Pharmacovigilance is needed to identify, monitor, and prevent cardiovascular adverse events (CV-AEs) associated with new agents for breast cancer and to reduce the risk of cardiotoxicity for the growing number of survivors, according to experts.

In their recent study, Lisa Anne Carey, MD, ScM, of the Lineberger Comprehensive Cancer Centre at the University of North Carolina, and co-authors, said adverse events like cardiovascular toxicities must be considered “in light of effectiveness of recently approved drugs” for breast cancer treatment, including elacestrant (Orserdu), tucatinib (Tukysa), neratinib (Nerlynx), olaparib (Lynparza), immune checkpoint inhibitors (ICIs), trastuzumab deruxtecan (Enhertu), and sacituzumab govitecan (Trodelvy).

“It is important to recognise, treat and control pre-existing cardiovascular risk factors before initiating cardiotoxic drugs,” they wrote in JCO Oncology Practice.

“Identification of cardiotoxicity can change clinical outcome, reducing mortality and complications. In this context, the new field of cardio-oncology aims to prevent, monitor, and treat CV-AEs.”

Carey told MedPage Today that this would improve “awareness that many of the drugs we currently use, which have expanded massively in the past few years, have cardiac and vascular implications”.
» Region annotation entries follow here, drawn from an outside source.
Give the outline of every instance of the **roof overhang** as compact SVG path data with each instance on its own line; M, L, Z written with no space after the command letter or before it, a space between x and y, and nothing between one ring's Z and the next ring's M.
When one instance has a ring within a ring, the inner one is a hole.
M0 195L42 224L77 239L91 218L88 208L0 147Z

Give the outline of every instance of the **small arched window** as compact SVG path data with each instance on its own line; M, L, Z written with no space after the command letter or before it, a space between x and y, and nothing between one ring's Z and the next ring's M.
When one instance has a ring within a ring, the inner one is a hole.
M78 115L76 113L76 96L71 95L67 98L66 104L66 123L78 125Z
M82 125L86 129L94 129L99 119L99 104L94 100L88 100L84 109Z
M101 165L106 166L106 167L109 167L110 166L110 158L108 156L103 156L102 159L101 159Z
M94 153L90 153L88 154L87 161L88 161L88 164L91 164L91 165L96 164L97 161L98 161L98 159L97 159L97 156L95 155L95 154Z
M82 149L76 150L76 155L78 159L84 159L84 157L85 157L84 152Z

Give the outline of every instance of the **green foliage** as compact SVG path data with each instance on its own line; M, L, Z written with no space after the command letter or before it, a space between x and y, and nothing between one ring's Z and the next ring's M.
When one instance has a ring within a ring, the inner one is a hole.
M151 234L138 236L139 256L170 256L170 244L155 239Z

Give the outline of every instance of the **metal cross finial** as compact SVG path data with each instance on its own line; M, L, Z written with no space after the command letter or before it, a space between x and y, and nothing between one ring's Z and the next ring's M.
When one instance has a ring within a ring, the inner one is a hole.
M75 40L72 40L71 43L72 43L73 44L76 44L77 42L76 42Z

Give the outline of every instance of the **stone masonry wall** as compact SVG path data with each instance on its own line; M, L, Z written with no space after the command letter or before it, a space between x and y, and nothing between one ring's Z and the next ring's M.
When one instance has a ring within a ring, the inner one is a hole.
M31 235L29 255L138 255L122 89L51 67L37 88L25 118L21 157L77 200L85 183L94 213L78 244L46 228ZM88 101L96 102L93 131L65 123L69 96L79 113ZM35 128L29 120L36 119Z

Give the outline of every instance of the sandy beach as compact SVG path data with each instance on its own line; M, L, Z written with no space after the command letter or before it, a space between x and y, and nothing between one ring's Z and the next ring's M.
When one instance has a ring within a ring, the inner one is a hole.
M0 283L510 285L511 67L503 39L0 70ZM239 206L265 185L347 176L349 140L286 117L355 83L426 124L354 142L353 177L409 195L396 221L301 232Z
“There is an increasing role for co-management with our cardiology colleagues,” she added.

In an accompanying editorial, Rohit Moudgil, MD, PhD, and colleagues from the Cleveland Clinic Foundation, agreed, emphasising that clinicians should be “on the lookout” for CV-AEs related to breast cancer treatment.

“Pharmacovigilance is an ongoing process and should be part of our daily clinical practice,” they wrote.

The review showed that while anti-HER2 agents have transformed prognosis for the 25% of breast cancer patients with HER2-positive disease, the incidence of decreased left ventricular ejection fraction (LVEF) associated with trastuzumab (Herceptin) ranged from 4% to 27%.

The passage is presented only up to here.